Regression coefficients significance

Question

What are theoretical reasons to keep variables which coefficients are not significant?

I have several coefficients with p > 0.05. What's causing large p values?

See [here](http://stats.stackexchange.com/questions/66448/should-covariates-that-are-not-statistically-significant-be-kept-in-when-creat) — Chris C, Dec 06 '14 at 18:39
And [here](http://stats.stackexchange.com/a/20856/7290), & [here](http://stats.stackexchange.com/a/85914/7290). — gung - Reinstate Monica, Dec 07 '14 at 00:56

Zachary Blumenfeld · Answer 1 · 2014-12-07T00:50:50.903

If your p-values are coming out of a table generated by STATA, R, SPSS, or something similar, than the p-values result from the following statistical test.

$$ H_0: \beta = 0 $$ $$ H_a: \beta \neq 0 $$

$p > 0.05$ means that there is insufficient evidence to reject the null hypothesis at the %5 level.

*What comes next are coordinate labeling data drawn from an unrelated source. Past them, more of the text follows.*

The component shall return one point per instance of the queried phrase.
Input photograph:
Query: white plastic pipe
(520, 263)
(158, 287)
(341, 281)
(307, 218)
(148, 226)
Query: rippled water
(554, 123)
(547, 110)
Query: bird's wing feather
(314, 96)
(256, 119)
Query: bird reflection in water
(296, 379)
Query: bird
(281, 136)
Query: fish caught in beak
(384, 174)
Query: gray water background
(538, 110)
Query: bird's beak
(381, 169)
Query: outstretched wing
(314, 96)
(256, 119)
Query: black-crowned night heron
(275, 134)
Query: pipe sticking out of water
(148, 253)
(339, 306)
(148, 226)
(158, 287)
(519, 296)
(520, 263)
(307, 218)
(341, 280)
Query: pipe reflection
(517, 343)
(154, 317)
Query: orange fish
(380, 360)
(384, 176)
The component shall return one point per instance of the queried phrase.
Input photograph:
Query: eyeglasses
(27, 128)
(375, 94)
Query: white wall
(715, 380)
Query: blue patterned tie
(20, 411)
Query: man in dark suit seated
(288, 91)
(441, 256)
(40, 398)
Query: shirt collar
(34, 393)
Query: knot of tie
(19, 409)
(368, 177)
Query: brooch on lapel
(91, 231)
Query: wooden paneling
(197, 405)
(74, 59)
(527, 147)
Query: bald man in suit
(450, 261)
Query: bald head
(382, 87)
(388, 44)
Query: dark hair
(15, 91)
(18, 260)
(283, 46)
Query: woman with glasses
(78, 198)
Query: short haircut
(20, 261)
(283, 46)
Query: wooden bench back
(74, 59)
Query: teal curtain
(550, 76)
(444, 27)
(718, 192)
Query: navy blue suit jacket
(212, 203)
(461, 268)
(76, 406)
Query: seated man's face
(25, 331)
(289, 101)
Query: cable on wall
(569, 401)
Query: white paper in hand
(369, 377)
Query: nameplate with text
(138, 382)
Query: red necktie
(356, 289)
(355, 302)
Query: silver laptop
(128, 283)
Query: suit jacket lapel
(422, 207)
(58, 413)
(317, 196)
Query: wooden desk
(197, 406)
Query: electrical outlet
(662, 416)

In certain areas of applied statistics it is important to include non-significant terms when they are correlated with significant terms. This is because for a regression model with $k$ independent variables to be consistent and unbiased; it is necessary that for every $i$ observation

$$ E(u_i\,|\,x_{i,1},x_{i,2},...,x_{i,k}) = 0 $$ where $u$ is the residual term. This is known as "conditional mean independence" or "zero conditional mean". It means that for any given values of the $x$'s, the average of the residuals is the same and therefore it must equal the average value in the entire population. A proof of this fact involves the use of probability limits and linear algebra, and I will refrain from showing this here. Some good references are http://w3.uniroma1.it/belloc/Introduction%20and%20SLR.pdf which discusses issues with violating "conditional mean independence" and http://www.ssc.wisc.edu/~bhansen/econometrics/Econometrics2010.pdf pg 68-69 which walks through a proof of regression consistency (both are for econometric application).

Take the following example, suppose y followed the below process:

$$ y=\beta_0 + x_1\beta_1 + x_2\beta_2 + \varepsilon $$ Where the $\beta$'s are the true coefficient values and $\varepsilon$ is a disturbance term. If we omit $x_2$ then the resulting model would be $$ y=\beta_0 + x_1\beta_1 + w $$ Where $w= x_2\beta_2 + \varepsilon $. If $x_1$ and $x_2$ are correlated then

$$ E(w_i\,|\,x_{i,1}) \neq 0 $$

So linear regression of $y$ on a constant and $x_1$ would not be a consistent estimator of $\beta_0$ and $\beta_1$. This is called omitted variable bias. Since in practice we do not know the $\beta$ terms, we refrain from omitting insignificant terms to avoid the above bias and inconsistency.

Why would $e$ contain $x_2$ if the true [DGP](http://en.wikipedia.org/wiki/Data_generating_process) doesn't? It doesn't make any sense. You seem to be trying to show [omitted variable bias](http://en.wikipedia.org/wiki/Omitted-variable_bias), but in a wrong way. — Aksakal, Dec 07 '14 at 00:23
@Aksakal you are correct, i did not properly specify my variables and theoretical model so the reasoning could not have made sense. — Zachary Blumenfeld, Dec 07 '14 at 00:53

Aksakal · Accepted Answer · 2014-12-07T15:54:40.117

0

One reason to keep the covariates is if they're a part of the group, which is as a whole is significant. So individual variables are not significant, but if you test the significance of the group, the group comes significant. In this, if you're not trying to tease out the relationship for a particular variable, but are using the model for other purposes such as forecasting, you may choose to keep the insignificant variables.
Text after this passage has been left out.